Kant : le Je est la forme de ma conscience qui accompagne mes représentations



« Si nous comparons la doctrine de l’âme comme physiologie du sens intime, avec la doctrine des corps, comme physiologie des objets des sens extérieurs, nous trouvons, indépendamment de ce que beaucoup de choses peuvent être connues dans les deux sciences , cette différence remarquable, que dans la dernière science beaucoup de connaissances peuvent être tirées a priori du seul concept d’un être étendu et impénétrable, tandis que dans la première, aucune connaissance synthétique a priori ne peut être tirée du concept d’un être pensant. En voici la raison. Bien que l’un et l’autre soient des phénomènes, le phénomène qui s’offre au sens extérieur a cependant quelque chose de fixe et de permanent, qui fournit un substratum, servant de fondement aux déterminations changeantes, et par conséquent un concept synthétique, à savoir celui de l’espace et d’un phénomène dans l’espace, tandis que le temps , qui est la seule forme de notre intuition interne, n’a rien de fixe et par conséquent ne nous fait connaitre que le changement des déterminations mais non l’objet déterminable .  En effet dans ce que nous nommons l’âme, tout est en un flux continuel, il n’y a rien de fixe, si ce n’est peut-être ( si l’in veut absolument) le Je qui n’est si simple que parce que cette représentation n’a point de contenu, par conséquent point de diversité, ce qui fait qu’elle semble aussi représenter, ou pour mieux dire, designer un objet simple. Il faudrait que ce JE fut une intuition qui, étant présupposée dans la pensée en général (antérieurement a toute expérience) fournit comme intuition a priori des propositions synthétiques, pour qu’il fut possible d’établir une connaissance purement rationnelle de la nature d’un être pensant en General. Mais ce Je est aussi peu une intuition qu’un concept d’un objet quelconque : il n’est que la forme de la conscience qui peut accompagner les deux espèces de représentations et les élever par là au rang de connaissances, à condition que quelque autre chose encore soit donnée dans l’intuition qui fournisse matière à la représentation d’un objet. Toute la psychologie rationnelle s’écroule donc comme une science qui dépasse toutes les forces de la raison humaine ; il ne nous reste plus qu’à étudier  notre âme suivant le fil de l’expérience, et à nous renfermer dans les limites des questions qui ne vont pas au-delà des données de l’expérience interne possible. »
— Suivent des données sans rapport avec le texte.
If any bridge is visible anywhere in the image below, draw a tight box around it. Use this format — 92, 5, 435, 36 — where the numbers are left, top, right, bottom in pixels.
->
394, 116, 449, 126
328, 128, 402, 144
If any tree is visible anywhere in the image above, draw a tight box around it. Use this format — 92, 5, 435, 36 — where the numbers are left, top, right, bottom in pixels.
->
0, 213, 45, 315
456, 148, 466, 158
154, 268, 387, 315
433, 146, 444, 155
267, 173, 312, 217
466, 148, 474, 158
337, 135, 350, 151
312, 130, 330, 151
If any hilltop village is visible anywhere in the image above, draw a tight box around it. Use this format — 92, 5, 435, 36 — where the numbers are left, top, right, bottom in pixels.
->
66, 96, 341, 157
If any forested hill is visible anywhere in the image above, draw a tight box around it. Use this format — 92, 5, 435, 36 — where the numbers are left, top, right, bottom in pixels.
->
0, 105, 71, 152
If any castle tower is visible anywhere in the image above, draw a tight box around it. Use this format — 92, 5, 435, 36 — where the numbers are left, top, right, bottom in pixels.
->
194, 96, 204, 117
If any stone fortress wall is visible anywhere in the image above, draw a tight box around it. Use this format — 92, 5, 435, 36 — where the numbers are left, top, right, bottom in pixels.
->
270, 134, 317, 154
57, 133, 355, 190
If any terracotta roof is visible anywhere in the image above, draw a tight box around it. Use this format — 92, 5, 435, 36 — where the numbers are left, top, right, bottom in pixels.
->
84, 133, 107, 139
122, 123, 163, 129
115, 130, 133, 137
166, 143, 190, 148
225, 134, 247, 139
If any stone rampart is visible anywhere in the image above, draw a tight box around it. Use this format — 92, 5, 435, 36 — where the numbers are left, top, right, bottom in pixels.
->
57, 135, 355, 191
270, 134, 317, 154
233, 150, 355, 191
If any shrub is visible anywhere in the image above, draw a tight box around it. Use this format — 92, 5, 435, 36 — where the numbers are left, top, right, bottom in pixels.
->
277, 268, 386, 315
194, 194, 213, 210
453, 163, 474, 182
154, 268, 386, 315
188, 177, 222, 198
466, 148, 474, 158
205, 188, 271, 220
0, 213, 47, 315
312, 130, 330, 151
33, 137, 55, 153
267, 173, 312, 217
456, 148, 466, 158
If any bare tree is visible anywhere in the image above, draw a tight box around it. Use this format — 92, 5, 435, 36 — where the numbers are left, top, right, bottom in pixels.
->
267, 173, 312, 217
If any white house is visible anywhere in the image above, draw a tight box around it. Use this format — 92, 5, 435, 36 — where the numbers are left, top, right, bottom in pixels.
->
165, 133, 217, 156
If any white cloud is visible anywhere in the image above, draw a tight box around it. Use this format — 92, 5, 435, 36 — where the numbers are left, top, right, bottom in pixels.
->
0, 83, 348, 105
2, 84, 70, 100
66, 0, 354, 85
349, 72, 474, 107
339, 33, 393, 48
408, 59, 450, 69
Kant CRP  trade Barni GF p 680

Phénoménologie : le sujet est un projet, toute conscience est intentionnelle.


« Un trait distinctif des vécus qu'on peut tenir véritablement pour le thème central de la phénoménologie orientée « objectivement » : l'intentionnalité. Cette caractéristique éidétique concerne la sphère des vécus en général, dans la mesure où tous les vécus participent en quelque manière à l'intentionnalité, quoique nous ne puissions dire de tout vécu qu'il a une intentionnalité. C'est l'intentionnalité qui caractérise la conscience au sens fort et qui autorise en même temps de traiter tout le flux du vécu comme un flux de conscience et comme l'unité d'une conscience.[6] »

E. Husserl, Ideen I, 1913, §50 ; trad. fr. P. Ricoeur : Idées directrices pour une phénoménologie, Paris, Gallimard, "Tel", 1950, p. 164.







la conscience n’a pas de «dedans » elle n’est rien que le dehors d’elle-même et c’est cette fuite absolue, ce refus d’être substance qui la constituent comme une conscience. Imaginez à présent une suite liée d’éclatements qui nous arrachent à nous-mêmes, qui ne laissent même pas à un « nous-mêmes » le loisir de se former derrière eux, mais qui nous jettent au contraire au-delà d’eux, dans la poussière sèche du monde, sur la terre rude, parmi les choses; imaginez que nous sommes ainsi rejetés, délaissés par notre nature même dans un monde indifférent, hostile et rétif; vous aurez saisi le sens profond de la découverte que Husserl exprime dans cette fameuse phrase : « Toute conscience est conscience de quelque chose… Nous voilà délivrés de Proust. Délivrés en même temps de la vie intérieure : en vain chercherions-nous, comme Amiel, comme une enfant qui s’embrasse l’épaule, les caresses, les dorlotements de notre intimité, puisque finalement tout est dehors, tout, jusqu’à nous-mêmes dehors, dans le monde, parmi les autres. Ce n’est pas dans je ne sais qu’elle retraite que nous nous découvrirons, c’est sur la route, dans la ville, au milieu de la foule, chose parmi les choses, homme parmi les hommes. »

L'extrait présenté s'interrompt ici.